Una è che gli assegni giocherebbero una funzione utile. I sussidi di disoccupazione non raggiungeranno tutti coloro che sono stati colpiti dalla pandemia, dunque alcuni degli esborsi per le sovvenzioni generalizzate andrebbero a persone che hanno bisogno di aiuto. Non sarebbero così bene mirati come altre forme di aiuto, ma, di nuovo, in questo caso il denaro non è il limite.

L’altra è che gli assegni per lo stimolo dell’economia sono molto popolari e sono qualcosa che i democratici hanno promesso. Perché dunque non onorare quella promessa e fare qualcosa che costruisca un sostegno a tutte le misure nel pacchetto dei soccorsi?

Mettiamola in questo modo: data la situazione economica e politica nella quale siamo, gli assegni per lo stimolo dell’economia sono “in aggiunta”, non “in alternativa”. Sono complementari ad altri aiuti nell’emergenza, non in competizione con essi.

Cosa si può dire delle preoccupazioni secondo le quali finiremo col concedere troppo aiuto e col provocare effetti inflazionistici?
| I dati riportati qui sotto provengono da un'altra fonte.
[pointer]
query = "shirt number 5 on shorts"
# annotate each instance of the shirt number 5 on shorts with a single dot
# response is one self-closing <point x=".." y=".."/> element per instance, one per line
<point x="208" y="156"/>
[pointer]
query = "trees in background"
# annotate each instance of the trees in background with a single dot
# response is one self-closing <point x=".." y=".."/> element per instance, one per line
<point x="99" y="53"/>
In realtà, io sono ottimista sulle prospettive economiche a breve termine.  C’è una possibilità abbastanza buona che l’economia torni a ruggire alla fine di quest’anno, una volta che i vaccini abbiano prodotto l’immunità di gregge e che gli americani possano riprendere una vita normale. Se e quando ciò accadrà, l’economia non avrà bisogno di nessuno stimolo che il pacchetto di aiuti starà ancora fornendo.

E allora qual è il problema? Stiamo venendo fuori dalla pandemia con una inflazione ancora al di sotto dell’obbiettivo della Fed, e ci sarebbe poco danno a oltrepassare quell’obbiettivo e a far riscaldare l’economia, portando a un po’ di inflazione in eccesso – e poca inflazione è tutto quello che accadrebbe, giacché essa risponde con lentezza alle condizioni economiche. Se l’espansione diverrà abbastanza forte e procederà abbastanza a lungo da cominciare effettivamente a far apparire l’inflazione come una preoccupazione, la Fed potrà sempre tenerla a freno elevando modestamente i tassi di interesse.

Dobbiamo ricordarci della lezione delle misure di stimolo del 2009: i rischi di fare troppo poco sono molti più grandi dei rischi di fare troppo. Se si fa troppo poco probabilmente non si avrà una seconda possibilità; se si fa troppo la Fed può facilmente contenere ogni accelerazione dell’inflazione.

Dunque, per favore, non cerchiamo il pelo nell’uovo in questo programma. Non sarà speso nel miglior modo possibile ogni dollaro. Ma la velocità, la semplicità e l’ampio sostegno, non la perfezione, sono la sostanza.